Design Patterns – Expandable Alternative to Visitor Pattern for Tree Traversal

cc++11design-patternstrees

I have a tree containing various subtypes of the my base node class. I now want to traverse this tree and do something with the nodes depending on their type.

The most straightforward idea is to just define a method doSomething in my base node class, but this means that to add functionality I have to add a method to all existing node subtypes.

The first thing that comes to mind to solve this is the Visitor pattern. However, I want to be able to create new subtypes without having to change all existing visitors – I want the new subtypes to inherit the way they are handled from their base type.

I think using dynamic_cast should do the trick, but I understood that it is a costly operation, and it will be called a lot, so that is not a good solution. And many people say it is a sign of bad design, although I do not see the problem in this case.

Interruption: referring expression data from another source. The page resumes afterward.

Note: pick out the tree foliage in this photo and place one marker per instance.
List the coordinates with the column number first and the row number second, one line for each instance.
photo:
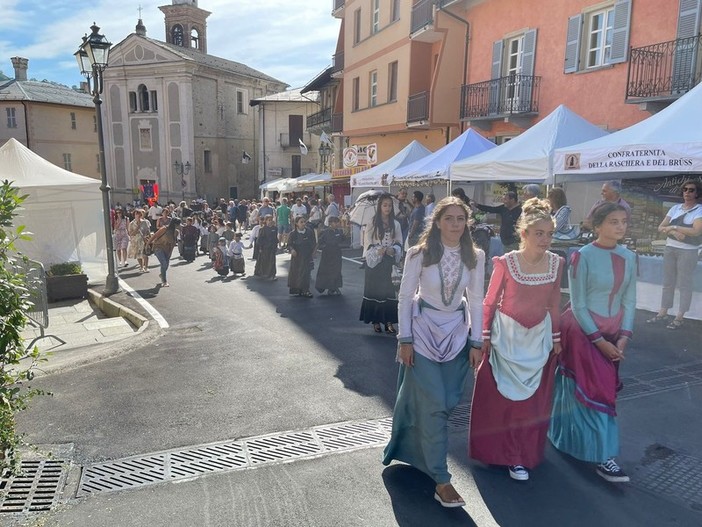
column 15, row 303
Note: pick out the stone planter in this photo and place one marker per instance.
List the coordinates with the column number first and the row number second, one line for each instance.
column 66, row 287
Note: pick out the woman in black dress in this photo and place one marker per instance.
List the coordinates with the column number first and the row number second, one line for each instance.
column 329, row 272
column 302, row 245
column 267, row 243
column 382, row 250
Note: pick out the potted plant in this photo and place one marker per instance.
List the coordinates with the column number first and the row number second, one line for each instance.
column 65, row 281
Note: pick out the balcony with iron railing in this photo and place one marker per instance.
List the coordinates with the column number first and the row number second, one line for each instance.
column 514, row 94
column 418, row 108
column 338, row 7
column 664, row 71
column 337, row 123
column 337, row 63
column 319, row 119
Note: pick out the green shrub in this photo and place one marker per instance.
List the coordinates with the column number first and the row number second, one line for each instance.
column 65, row 268
column 15, row 393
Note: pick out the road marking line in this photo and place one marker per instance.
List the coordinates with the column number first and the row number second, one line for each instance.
column 143, row 303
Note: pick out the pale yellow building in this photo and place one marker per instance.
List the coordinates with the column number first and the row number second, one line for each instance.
column 55, row 121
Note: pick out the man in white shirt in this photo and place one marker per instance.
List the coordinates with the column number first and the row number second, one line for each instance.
column 332, row 209
column 154, row 214
column 298, row 210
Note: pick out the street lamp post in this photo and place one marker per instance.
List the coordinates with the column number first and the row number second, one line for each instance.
column 324, row 153
column 92, row 60
column 182, row 169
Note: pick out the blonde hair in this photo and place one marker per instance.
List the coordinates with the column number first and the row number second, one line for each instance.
column 534, row 210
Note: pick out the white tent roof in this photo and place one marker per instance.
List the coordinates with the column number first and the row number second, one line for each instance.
column 667, row 143
column 529, row 156
column 314, row 180
column 436, row 166
column 374, row 177
column 63, row 211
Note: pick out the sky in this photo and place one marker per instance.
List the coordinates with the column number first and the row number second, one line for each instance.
column 290, row 40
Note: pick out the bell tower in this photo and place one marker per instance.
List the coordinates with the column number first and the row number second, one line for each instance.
column 186, row 24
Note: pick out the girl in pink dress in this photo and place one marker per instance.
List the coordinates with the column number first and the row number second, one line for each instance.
column 514, row 379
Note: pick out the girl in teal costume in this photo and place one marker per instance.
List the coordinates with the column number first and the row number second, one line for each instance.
column 594, row 334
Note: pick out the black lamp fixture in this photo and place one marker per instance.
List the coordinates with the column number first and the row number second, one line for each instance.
column 325, row 151
column 182, row 169
column 92, row 56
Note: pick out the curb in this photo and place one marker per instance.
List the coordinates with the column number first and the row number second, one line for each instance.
column 113, row 309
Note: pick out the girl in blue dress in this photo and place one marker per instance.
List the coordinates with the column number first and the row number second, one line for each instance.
column 595, row 332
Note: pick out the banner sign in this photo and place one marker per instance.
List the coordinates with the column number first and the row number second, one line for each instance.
column 360, row 155
column 632, row 158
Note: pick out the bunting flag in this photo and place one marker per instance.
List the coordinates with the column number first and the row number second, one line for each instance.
column 325, row 139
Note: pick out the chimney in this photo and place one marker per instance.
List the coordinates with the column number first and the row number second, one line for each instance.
column 20, row 64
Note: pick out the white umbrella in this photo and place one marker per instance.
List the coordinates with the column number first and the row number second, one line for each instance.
column 366, row 204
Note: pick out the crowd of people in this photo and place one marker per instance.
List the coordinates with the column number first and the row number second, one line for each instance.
column 542, row 372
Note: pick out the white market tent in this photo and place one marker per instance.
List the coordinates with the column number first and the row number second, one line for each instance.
column 529, row 156
column 667, row 143
column 436, row 166
column 314, row 180
column 377, row 176
column 63, row 211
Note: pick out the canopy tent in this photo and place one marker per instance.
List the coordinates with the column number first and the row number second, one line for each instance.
column 63, row 211
column 529, row 156
column 279, row 185
column 667, row 143
column 314, row 180
column 377, row 175
column 436, row 166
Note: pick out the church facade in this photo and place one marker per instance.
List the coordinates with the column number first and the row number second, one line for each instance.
column 170, row 104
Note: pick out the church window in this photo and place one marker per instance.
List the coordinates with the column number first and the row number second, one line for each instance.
column 143, row 98
column 177, row 35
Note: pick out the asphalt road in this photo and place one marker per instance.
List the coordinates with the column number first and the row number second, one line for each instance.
column 242, row 358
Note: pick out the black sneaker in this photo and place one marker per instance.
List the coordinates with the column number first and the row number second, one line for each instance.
column 610, row 471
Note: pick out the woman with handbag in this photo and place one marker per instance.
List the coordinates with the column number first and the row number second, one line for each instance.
column 302, row 246
column 383, row 249
column 162, row 242
column 683, row 228
column 440, row 313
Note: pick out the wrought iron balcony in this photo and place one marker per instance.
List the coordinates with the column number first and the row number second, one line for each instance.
column 338, row 62
column 337, row 125
column 422, row 14
column 418, row 107
column 319, row 118
column 665, row 70
column 511, row 95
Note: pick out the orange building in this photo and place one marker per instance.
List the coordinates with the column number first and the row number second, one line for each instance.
column 427, row 69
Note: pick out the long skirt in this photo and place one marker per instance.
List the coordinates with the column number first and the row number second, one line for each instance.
column 583, row 422
column 426, row 394
column 579, row 431
column 506, row 432
column 300, row 271
column 379, row 295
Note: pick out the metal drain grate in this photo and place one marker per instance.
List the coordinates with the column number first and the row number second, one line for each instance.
column 174, row 465
column 36, row 489
column 664, row 471
column 663, row 380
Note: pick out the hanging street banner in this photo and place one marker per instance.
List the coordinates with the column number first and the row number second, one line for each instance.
column 631, row 158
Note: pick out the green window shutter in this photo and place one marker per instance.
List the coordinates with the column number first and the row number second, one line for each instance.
column 573, row 34
column 620, row 32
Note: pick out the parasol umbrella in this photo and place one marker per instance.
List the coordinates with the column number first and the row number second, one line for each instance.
column 366, row 204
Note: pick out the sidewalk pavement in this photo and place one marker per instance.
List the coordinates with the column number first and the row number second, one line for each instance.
column 85, row 330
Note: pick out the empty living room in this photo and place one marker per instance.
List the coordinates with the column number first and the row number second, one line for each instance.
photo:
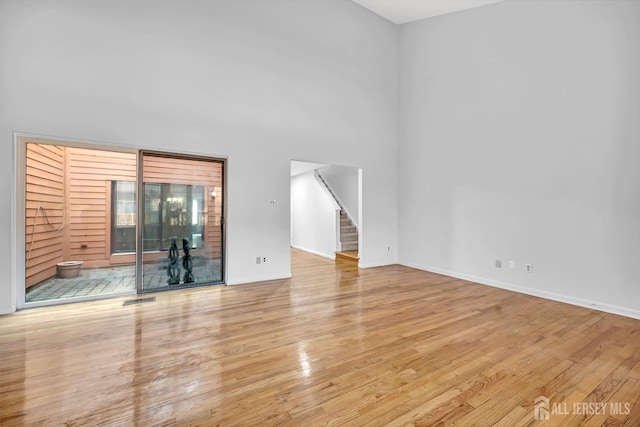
column 320, row 212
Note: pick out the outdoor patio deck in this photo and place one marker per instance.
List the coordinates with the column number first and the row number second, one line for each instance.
column 114, row 280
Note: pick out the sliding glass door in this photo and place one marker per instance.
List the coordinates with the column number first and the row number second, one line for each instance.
column 182, row 217
column 102, row 222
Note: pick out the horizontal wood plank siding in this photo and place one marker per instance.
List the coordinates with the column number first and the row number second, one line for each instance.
column 90, row 173
column 45, row 213
column 68, row 202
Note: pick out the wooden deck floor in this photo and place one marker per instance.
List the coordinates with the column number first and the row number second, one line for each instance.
column 334, row 345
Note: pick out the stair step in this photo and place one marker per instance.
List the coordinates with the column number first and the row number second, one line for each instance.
column 351, row 256
column 346, row 237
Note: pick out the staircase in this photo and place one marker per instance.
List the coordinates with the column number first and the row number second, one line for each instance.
column 348, row 230
column 348, row 234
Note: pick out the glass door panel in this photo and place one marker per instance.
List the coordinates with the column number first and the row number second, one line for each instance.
column 182, row 234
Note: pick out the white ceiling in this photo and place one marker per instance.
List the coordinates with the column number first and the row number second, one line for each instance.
column 402, row 11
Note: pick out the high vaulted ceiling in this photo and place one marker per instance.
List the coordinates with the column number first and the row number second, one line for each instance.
column 402, row 11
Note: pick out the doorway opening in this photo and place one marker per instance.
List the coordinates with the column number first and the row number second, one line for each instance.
column 103, row 222
column 326, row 210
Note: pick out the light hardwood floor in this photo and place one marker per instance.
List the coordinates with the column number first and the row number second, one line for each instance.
column 333, row 346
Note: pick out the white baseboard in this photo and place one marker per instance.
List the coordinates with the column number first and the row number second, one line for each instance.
column 311, row 251
column 245, row 281
column 595, row 305
column 7, row 309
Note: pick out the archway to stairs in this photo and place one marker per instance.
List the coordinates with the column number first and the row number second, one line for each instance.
column 326, row 202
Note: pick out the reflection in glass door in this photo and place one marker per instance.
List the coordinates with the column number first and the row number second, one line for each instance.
column 181, row 212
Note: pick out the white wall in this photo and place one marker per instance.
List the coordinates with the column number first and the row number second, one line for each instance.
column 519, row 140
column 344, row 183
column 261, row 82
column 313, row 216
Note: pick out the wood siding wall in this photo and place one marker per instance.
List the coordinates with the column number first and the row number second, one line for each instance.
column 68, row 203
column 89, row 177
column 45, row 212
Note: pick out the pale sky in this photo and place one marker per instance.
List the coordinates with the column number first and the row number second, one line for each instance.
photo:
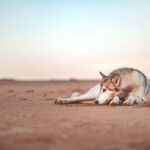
column 63, row 39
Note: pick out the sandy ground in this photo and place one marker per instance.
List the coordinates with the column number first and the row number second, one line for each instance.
column 29, row 120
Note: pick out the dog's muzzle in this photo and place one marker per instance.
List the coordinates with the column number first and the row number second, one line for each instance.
column 96, row 102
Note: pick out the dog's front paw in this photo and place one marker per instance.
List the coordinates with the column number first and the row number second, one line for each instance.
column 133, row 99
column 58, row 101
column 116, row 101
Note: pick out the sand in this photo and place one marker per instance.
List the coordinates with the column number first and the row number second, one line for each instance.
column 29, row 119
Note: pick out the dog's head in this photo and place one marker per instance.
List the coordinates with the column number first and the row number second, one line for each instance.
column 109, row 88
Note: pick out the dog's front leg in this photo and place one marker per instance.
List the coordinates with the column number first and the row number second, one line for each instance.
column 90, row 95
column 116, row 101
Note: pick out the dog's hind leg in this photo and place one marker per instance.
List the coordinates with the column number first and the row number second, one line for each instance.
column 90, row 95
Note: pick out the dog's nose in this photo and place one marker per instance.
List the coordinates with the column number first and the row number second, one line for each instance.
column 96, row 101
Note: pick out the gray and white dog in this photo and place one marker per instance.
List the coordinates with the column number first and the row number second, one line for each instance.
column 126, row 86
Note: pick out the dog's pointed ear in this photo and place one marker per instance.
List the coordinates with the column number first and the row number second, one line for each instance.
column 116, row 80
column 102, row 75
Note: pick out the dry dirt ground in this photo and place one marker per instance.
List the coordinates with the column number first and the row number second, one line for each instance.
column 29, row 120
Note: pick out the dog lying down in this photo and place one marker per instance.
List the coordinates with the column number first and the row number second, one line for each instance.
column 126, row 86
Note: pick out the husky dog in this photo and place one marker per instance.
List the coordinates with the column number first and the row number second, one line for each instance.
column 126, row 86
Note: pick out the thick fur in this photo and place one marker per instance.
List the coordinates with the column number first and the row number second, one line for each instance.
column 126, row 86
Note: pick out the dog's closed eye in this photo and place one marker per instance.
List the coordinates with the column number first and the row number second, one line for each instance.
column 104, row 90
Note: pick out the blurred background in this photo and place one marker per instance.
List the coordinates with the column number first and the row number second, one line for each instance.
column 65, row 39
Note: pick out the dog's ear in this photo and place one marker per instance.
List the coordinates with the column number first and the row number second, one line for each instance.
column 116, row 80
column 102, row 75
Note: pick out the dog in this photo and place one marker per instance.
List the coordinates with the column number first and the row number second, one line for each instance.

At this moment I am using the first solution as I see foresee much more added types than functionality, but is there a better way to do this?

Best Answer

I want the new subtypes to inherit the way they are handled from their base type

The classic GOF visitor pattern behaves exactly like that. For example, look the Wikipedia CarElement example (it is a Java example, but the important part is similar in C++). Lets assume you add new Wheel types like SquareWheel, RoundWheel by inheriting them from Wheel. Then, visit(Wheel &wheel) will process SquareWheel as well as RoundWheel, as long as you do not define any methods visit(SquareWheel &wheel) or visit(RoundWheel &wheel).